Culturally speaking the naked body is a complicated thing. Some muslim women must cover up (or feel the need to do so); Scandinavians on the other hand, when visiting beaches, pools, and lakes, expose themselves without inhibition; Austrians and Germans don't tend to be shy either. Hereabouts images of more or less naked women are used to advertise anything from cars to clothes to window sashes. A recent campaign by a beer brewer shows three women from the chest upward, no clothes, arms crossed to hide their breasts. The connection between the women and the beer is tenuous. The color of the ladies' hair reflects the colors of the beers they are holding, dark, blond, and an artificial looking red.

And in the U.S.? At L.A.'s beaches nude or topless sunbathing is prohibited; girls don tops, even if they are still wearing diapers underneath their bikini bottoms. Is this modesty? Is it prudishness? The answer depends on a person's perspective. When it comes to doctor's offices I have learned to appreciate the gowns and curtains. I see them as a sign of respect for our need for privacy.


Lorraine Seal said…
Funny you should mention it -- we were briefly in Vienna yesterday, where I saw for the first time the beer ad you mention. Tenuous connection is right.

As for modesty, I've noticed what you bring up, though I've not yet had the experience in the doctor's office. For instance, one evening before yoga class began, I noticed women changing for it in the small dressing room across the hall from the studio. They were unself-consciously taking off their street wear to put on their yoga clothes, seemingly without caring that I, as well as the men in the class, could see them as they did. I put it down as a less prudish attitude toward the body than in the US. I don't know if I will get there, but I appreciate it.

In fact, one of the things I like so much about the Austrians I've met is they seem assured and at ease with themselves as they are without a trace of arrogance. It's a lovely way of being.
Badger said…
Australians are pretty relaxed but even we have been surprised by the way Austrians sort of let it all hang out. Donauinsel seems to be the world capital for naked wrinklies.
Lorraine and Badger, thank you for your comments. I should do more research on the topic of nudity: why is it that other peoples are less relaxed about it? Is it religiosity? If not, what else? Why is it that women in Austria for the most part do not find sexist ads like the beer ad offensive?

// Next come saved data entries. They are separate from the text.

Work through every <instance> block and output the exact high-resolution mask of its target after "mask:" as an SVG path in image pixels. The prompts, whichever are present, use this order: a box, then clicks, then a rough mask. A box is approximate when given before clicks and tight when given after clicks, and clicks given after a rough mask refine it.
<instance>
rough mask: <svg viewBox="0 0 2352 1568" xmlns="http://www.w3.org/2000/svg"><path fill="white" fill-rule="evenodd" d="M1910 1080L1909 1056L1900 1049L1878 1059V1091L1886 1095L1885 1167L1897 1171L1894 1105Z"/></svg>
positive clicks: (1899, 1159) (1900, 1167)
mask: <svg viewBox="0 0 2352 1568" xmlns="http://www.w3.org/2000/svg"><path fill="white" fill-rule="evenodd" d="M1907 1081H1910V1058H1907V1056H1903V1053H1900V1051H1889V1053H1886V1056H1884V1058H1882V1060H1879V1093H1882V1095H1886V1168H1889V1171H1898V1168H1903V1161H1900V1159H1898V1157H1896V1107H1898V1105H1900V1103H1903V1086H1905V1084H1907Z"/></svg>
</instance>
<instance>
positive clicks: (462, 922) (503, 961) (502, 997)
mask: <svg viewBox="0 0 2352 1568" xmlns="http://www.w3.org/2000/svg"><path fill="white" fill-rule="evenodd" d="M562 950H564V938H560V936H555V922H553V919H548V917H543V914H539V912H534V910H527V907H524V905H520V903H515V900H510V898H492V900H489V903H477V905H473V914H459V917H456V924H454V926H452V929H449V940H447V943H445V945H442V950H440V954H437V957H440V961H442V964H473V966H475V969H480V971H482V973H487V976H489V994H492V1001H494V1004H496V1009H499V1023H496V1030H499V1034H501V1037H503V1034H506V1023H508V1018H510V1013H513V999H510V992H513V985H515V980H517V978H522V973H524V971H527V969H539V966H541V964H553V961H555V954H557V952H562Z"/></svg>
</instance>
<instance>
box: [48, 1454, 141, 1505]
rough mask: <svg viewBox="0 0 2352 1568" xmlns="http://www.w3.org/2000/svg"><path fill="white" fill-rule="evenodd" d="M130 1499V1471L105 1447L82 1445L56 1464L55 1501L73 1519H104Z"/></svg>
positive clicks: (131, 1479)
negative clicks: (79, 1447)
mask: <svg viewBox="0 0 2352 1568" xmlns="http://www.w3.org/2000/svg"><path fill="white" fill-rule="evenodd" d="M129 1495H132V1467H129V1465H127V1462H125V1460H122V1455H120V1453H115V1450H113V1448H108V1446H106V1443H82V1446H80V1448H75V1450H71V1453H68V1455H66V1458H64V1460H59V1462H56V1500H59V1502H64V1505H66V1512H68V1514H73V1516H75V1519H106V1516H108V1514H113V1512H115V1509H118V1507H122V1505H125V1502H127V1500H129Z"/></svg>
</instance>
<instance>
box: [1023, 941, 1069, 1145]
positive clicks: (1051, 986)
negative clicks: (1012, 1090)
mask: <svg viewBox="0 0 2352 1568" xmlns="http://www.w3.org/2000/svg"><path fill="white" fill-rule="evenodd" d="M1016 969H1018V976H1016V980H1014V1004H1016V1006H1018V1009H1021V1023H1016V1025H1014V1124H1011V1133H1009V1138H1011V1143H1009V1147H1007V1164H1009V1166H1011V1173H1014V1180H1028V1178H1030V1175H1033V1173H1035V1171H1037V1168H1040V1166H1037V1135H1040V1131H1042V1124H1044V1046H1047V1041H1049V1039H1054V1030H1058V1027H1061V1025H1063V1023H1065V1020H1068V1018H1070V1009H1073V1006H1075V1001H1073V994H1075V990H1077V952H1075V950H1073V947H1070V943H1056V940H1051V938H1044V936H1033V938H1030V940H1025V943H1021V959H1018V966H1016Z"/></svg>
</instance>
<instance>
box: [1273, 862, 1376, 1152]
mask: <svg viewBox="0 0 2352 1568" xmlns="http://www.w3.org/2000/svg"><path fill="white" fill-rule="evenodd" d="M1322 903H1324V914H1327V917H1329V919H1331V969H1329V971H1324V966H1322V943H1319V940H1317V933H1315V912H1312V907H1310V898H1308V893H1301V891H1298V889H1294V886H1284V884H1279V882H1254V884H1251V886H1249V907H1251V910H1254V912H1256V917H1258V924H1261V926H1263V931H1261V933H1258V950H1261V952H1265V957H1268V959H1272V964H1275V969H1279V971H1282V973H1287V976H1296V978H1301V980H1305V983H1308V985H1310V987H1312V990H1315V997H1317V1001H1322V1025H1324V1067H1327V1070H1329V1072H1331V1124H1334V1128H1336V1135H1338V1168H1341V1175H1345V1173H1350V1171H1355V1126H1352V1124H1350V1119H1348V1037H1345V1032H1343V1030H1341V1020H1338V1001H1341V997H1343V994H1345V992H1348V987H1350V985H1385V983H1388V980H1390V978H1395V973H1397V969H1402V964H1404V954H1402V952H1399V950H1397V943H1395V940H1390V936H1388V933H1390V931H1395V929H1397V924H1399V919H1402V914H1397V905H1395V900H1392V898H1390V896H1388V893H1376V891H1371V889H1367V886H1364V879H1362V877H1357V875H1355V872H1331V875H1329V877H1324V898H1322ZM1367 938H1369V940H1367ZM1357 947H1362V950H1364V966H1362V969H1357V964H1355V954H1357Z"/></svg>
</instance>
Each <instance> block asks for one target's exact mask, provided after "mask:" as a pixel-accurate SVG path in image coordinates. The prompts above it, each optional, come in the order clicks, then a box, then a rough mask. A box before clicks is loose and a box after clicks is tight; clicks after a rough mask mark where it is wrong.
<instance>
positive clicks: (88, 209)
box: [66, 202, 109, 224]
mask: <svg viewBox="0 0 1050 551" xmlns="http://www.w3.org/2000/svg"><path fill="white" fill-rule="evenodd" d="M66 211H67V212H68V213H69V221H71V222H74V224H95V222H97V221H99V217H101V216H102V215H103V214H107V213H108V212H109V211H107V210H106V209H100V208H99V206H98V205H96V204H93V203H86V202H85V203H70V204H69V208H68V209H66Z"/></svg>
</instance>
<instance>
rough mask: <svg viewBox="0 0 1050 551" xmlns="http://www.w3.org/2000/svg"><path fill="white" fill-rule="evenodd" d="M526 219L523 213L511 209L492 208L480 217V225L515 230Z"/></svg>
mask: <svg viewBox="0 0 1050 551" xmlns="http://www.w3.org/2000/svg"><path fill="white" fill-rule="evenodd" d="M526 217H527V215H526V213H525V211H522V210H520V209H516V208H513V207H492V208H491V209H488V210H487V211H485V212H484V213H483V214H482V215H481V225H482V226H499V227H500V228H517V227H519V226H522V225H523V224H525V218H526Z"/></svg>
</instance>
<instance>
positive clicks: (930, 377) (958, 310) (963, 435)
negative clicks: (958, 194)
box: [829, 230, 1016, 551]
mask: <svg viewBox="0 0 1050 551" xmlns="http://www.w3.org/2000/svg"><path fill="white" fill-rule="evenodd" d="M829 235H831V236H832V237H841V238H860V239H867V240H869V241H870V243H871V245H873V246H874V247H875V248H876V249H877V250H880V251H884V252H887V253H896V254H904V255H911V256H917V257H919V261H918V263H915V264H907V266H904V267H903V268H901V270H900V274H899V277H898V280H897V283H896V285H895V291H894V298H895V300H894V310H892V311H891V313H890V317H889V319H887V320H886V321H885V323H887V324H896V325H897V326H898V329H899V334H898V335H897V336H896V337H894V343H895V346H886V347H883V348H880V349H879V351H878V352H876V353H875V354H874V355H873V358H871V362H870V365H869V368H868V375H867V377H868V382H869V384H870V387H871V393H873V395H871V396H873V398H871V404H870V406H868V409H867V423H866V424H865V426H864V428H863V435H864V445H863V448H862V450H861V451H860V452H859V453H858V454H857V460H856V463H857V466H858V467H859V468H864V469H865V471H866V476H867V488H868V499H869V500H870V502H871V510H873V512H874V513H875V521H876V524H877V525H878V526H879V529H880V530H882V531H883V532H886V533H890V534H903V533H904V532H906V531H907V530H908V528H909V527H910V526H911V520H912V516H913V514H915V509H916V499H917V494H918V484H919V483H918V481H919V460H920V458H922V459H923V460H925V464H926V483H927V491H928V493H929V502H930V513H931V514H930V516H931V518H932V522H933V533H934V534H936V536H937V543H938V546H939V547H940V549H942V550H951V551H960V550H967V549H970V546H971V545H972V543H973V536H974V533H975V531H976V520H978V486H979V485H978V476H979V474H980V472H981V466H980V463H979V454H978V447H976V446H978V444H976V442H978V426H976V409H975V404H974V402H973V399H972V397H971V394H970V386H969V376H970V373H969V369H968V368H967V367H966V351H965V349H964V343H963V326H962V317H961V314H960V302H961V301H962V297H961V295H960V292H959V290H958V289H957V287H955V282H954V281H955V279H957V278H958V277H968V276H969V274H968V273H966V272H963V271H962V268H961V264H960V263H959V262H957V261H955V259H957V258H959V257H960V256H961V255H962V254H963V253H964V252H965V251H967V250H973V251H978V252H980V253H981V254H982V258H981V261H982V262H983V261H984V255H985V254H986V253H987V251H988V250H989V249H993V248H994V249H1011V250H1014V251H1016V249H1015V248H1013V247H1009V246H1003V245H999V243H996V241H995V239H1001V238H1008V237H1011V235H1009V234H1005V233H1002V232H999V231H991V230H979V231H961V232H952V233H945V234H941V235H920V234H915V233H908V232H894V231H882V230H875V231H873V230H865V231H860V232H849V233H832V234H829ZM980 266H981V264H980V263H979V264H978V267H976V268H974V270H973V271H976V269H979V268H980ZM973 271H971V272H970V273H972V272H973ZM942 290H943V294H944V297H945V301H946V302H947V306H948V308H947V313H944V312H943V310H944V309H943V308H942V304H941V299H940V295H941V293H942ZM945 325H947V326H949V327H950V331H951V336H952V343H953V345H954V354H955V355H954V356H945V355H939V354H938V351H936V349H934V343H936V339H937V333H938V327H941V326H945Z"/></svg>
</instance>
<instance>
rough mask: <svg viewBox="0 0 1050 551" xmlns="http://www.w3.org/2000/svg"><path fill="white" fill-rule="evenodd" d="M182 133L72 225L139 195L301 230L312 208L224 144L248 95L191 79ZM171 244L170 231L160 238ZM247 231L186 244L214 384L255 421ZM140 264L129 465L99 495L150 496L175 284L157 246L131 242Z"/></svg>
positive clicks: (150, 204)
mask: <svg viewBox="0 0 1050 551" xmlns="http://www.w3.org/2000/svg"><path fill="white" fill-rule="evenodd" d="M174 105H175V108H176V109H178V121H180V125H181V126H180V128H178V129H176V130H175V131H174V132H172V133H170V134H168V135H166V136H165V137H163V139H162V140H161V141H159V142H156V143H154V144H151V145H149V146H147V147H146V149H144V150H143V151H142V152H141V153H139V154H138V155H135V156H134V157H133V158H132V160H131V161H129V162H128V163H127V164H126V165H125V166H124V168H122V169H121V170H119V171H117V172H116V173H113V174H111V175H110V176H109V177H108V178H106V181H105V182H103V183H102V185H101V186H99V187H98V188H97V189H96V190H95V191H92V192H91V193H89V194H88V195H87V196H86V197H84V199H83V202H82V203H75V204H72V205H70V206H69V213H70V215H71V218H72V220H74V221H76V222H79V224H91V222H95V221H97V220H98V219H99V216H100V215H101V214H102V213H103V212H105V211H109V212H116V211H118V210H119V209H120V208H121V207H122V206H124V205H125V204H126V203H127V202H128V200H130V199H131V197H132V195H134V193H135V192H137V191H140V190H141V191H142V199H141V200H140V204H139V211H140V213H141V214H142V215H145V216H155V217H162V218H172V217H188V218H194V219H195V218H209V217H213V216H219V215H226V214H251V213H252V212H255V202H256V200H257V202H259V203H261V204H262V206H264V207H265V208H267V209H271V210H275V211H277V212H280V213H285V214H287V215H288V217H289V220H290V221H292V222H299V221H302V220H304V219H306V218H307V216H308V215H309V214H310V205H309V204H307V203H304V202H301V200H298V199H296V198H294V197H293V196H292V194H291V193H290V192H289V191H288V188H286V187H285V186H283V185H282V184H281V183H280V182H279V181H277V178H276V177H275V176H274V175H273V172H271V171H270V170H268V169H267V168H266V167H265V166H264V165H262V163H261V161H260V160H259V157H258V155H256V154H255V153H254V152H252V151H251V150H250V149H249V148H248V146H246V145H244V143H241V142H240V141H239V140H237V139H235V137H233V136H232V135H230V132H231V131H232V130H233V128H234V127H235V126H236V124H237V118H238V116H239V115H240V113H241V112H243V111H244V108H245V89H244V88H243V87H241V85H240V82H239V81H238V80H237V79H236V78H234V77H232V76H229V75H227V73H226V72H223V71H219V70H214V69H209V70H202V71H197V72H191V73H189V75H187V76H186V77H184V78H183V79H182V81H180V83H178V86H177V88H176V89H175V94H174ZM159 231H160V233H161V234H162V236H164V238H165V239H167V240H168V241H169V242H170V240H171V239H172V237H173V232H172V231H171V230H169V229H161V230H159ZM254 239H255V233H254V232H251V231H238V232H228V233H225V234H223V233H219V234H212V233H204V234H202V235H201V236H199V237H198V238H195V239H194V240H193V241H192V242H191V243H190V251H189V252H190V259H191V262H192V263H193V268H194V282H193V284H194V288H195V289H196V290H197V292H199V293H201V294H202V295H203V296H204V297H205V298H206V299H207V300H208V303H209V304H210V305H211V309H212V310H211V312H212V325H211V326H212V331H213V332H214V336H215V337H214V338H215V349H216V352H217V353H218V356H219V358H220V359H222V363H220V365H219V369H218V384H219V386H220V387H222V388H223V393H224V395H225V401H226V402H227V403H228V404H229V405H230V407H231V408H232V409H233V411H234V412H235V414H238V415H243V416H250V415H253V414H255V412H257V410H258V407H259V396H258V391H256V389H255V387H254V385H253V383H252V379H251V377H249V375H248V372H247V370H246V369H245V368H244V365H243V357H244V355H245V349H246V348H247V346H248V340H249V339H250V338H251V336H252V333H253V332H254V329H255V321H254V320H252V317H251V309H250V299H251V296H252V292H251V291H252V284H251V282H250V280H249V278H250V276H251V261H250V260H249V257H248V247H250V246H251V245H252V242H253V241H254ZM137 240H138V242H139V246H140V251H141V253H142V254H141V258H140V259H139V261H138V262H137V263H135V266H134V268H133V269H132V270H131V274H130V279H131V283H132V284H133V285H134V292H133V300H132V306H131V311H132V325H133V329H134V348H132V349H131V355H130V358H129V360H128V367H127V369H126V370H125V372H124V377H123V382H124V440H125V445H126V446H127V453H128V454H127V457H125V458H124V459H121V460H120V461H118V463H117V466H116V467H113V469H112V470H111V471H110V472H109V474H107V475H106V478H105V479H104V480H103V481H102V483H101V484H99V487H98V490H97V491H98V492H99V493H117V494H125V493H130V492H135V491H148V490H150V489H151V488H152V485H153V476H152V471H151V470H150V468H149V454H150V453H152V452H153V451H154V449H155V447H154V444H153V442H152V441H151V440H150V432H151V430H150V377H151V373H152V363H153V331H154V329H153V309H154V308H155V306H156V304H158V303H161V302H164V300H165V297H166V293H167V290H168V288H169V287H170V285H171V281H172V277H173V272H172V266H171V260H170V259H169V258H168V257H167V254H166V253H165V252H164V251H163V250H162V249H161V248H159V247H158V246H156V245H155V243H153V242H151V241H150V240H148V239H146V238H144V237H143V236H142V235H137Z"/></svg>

In Vienna, Donauinsel, Gänsehäufel, Neue Donau, and other places offer beaches or sections that are dedicated for nude bathing. Bikini tops have generally been optional since the seventies or eighties. This is quite a contrast to Austrians' formality in other matters - the mingling of people of different education level, social standing, ethnic back ground or the question of addressing a person (see my earlier post Baby vs. ..., April 2010).